Les deux autres avaient laissé l’échange se dérouler, sentant bien le côté personnel de la conversation. Kia’Santh, constatant l’humeur sombre de Valériane, décida d’intervenir.
- J’aurais tendance à aller dans le sens de… Valérian… compte tenu de ce que nous avons entendu sur toi. Aloysius est parti et il a peut-être pris une décision courageuse et sensée en décidant de changer aussi radicalement. Je pense qu’il faut se faire à l’idée que c’est définitif. Le papillon ne peut pas avoir envie de retourner dans sa chrysalide pour redevenir une chenille. Donc, bienvenue à Valérian et j’espère que nous ferons du bon travail ensemble, ajouta la maîtresse d’armes en me tendant la main.
Nous échangeâmes une poignée de main ferme et je lui adressai un remerciement des yeux.
- Hum… je crois que c’est la première fois que l’on me compare à un papillon, mais la métaphore est plutôt bien vue. »
Je me tournai vers Tirell et lui tendis la main également, il la prit pour me tirer vers lui et nous échangeâmes une étreinte de vieux amis. Tirell était resté le bon gars simple, direct et amical dont je gardais le souvenir. Il était facile de redevenir ami avec lui.
Je lâchai l’archer pour pivoter vers Valériane. Son regard était toujours d’une neutralité de mauvais augure. Elle avait toujours su jouer de son regard, en y faisant passer le sentiment qu’elle souhaitait ou, au contraire, déstabiliser son interlocuteur par l’absence de toute émotion.

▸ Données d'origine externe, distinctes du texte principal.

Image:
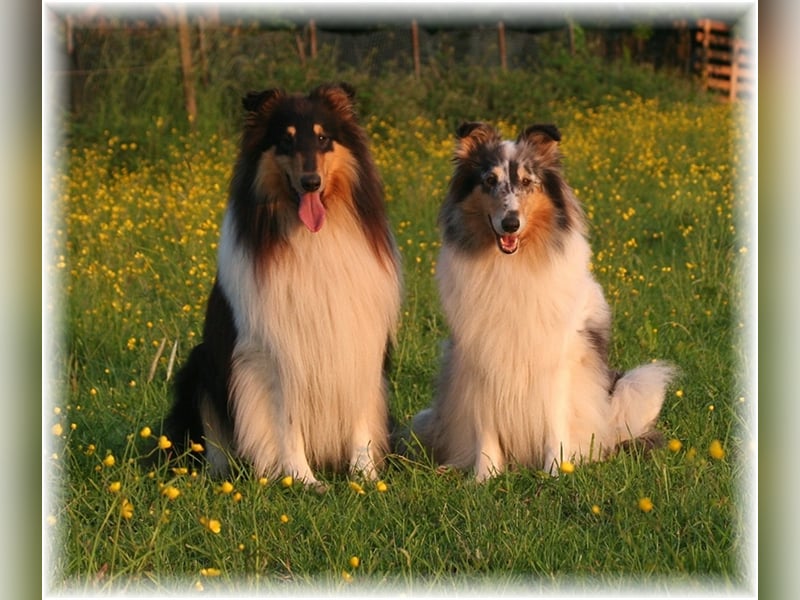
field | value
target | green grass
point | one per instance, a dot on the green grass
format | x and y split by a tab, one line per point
133	259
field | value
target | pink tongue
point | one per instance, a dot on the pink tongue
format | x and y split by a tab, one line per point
509	242
311	212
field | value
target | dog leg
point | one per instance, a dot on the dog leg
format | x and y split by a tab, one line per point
294	461
362	462
489	461
558	447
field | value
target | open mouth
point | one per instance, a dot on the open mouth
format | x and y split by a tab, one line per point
311	210
508	243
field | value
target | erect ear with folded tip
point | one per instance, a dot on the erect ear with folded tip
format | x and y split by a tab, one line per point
540	134
474	134
339	97
261	101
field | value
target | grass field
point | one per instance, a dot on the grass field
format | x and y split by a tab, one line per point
664	186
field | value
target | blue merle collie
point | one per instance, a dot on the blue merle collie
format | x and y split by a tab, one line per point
525	378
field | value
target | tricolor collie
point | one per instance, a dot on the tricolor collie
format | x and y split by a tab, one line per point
525	379
290	373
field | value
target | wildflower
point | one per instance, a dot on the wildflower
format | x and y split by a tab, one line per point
170	491
716	451
566	467
213	525
356	487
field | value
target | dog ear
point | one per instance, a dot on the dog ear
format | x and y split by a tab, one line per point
472	135
540	134
338	97
261	101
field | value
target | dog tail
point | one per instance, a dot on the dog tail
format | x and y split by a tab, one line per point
636	401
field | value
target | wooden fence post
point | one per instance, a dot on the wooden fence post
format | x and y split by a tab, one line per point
415	48
501	43
312	36
184	41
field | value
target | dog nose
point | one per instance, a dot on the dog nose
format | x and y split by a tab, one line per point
311	182
510	222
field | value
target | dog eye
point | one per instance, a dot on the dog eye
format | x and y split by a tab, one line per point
286	143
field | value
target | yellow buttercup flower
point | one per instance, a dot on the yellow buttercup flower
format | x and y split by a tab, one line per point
170	492
213	525
716	451
566	467
356	487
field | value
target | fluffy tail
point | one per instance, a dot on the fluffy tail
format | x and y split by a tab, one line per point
637	399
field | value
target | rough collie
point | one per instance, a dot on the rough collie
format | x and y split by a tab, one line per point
524	378
290	372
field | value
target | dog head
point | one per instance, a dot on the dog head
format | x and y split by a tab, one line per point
505	193
300	146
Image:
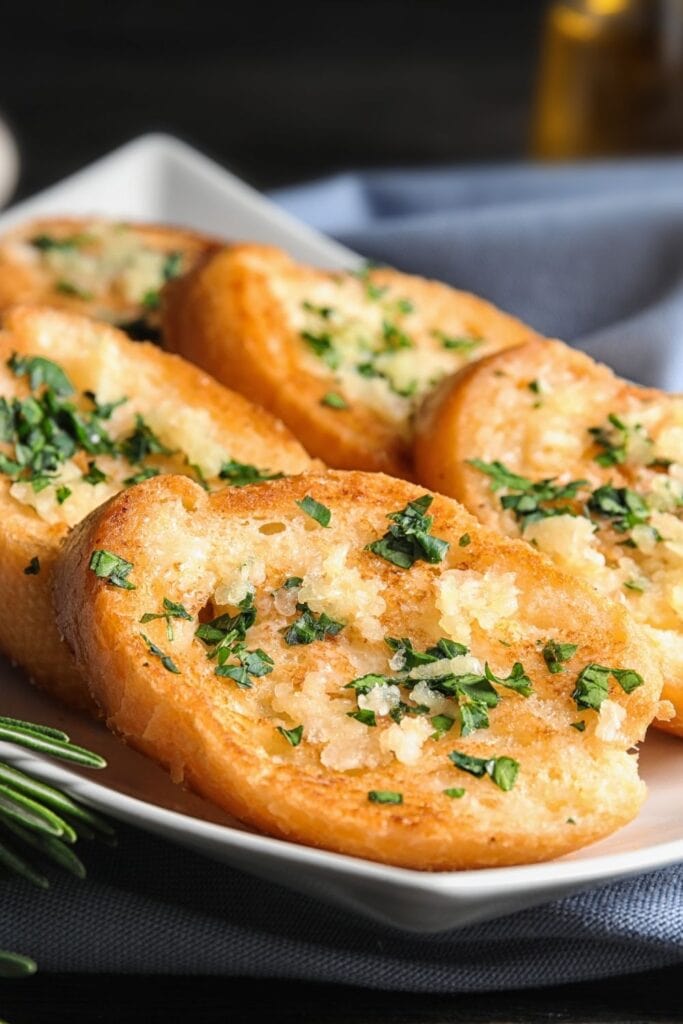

Je lui tendis la main sans cesser de croise son regard.
Elle contempla ma main le temps de trois secondes, ignora mon geste et m’envoya sa tirade :
« Pour le moment, je ne te connais pas. On verra à l’usage si j’ai envie de te serrer la main ou le cou. »
Puis elle se détourna et déclara qu’elle allait se coucher.
Je saluai Tirell et Kia’Santh puis repartis là où j’espérai trouver Maloniel. La réaction de Valériane et ses bonnes dispositions envers Aloysius ne manquaient pas de m’étonner. Elle aurait dû le détester et elle semblait plutôt le regretter. Avait-elle été plus attachée à Aloysius que je ne le pensais ? Dans mon souvenir, Valériane avait à peine toléré les facéties d’Aloysius. Peut-être les avaient-elles appréciées secrètement ? J’avais commencé mes chroniques quelques années après mon départ précipité des chez les Téméraires et les souvenirs d’Aloysius étaient peut-être déjà faussés. Quoi qu’il en soit, cela ne changeait pas grand-chose. Aloysius n’était plus là et je ne verrai sans doute que rarement Valériane, donc il n’était nul besoin de me faire des nœuds au cerveau avec ça. J’avais bien d’autres sujets de réflexion autrement plus conséquents.
Je rejoignis la jeune voleuse qui m’accueillit par un sourire fatigué. Je déroulai mon sac de couchage à côté du sien et m’y engouffrai.[size=12] La fatigue et les privations de ces derniers jours eurent raison de mes préoccupations et je m’endormis rapidement, Maloniel dans mes bras.